What a great writeup about the asperger mother. It's so nice to feel normal.
autismfamily said…
Hi Tara - I never got a reply back from my email response to you. Tony Atwood is like the expert on AS. I have written reviews of several books on my autism site.

www.bellaonline.com/site/autismspectrumdisorders

good luck, email is either gmail or yahoo and it is autismfamily
ChristiS said…
No, hon, I'm glad that you did post this. You are in my thoughts and prayers more often than you know. I love ya, and worry about you. I'm glad that you're feeling more like it isn't just 'you'!
Shauna said…
I hear you loud and clear! With a 45 year old Asperger Brother and an 11 year old Asperger Daughter. I totally "get" everything you wrote.

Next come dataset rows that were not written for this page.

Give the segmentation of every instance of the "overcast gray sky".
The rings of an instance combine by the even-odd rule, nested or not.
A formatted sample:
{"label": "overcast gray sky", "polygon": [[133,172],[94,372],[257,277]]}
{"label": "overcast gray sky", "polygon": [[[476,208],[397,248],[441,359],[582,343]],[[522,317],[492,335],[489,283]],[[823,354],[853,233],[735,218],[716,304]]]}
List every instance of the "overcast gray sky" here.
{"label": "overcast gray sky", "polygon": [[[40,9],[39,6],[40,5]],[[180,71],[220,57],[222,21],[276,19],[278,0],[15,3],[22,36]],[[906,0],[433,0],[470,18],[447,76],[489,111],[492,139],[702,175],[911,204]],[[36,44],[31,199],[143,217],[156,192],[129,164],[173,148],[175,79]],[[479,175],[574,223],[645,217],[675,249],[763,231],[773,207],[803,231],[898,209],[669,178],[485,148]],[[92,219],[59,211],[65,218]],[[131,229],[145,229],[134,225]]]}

The best thing you can do is talk, talk, talk about Asperger, your son, and the way it affects your family.
We will talk soon. I have to get through this weekend.
Amanda Daybyday said…
Nope...would rather read this than a giveaway any day!
Oh honey. ((hugs)) I can say I've honestly felt these same things this year ever since our little guy was diagnosed with Sensory Processing Disorder. It hurts so much because you want to help them and you just hate to see anyone look at them strangely or mistreat them because of something they can't help. It has really humbled me greatly. I will keep you all in my prayers. Navigating these disorders is emotionally, financially, and physically exhausting. I know this was tough to share, but seriously...so many of us here ARE listening and hear you loud and clear. We will also offer all the support we can when you need it.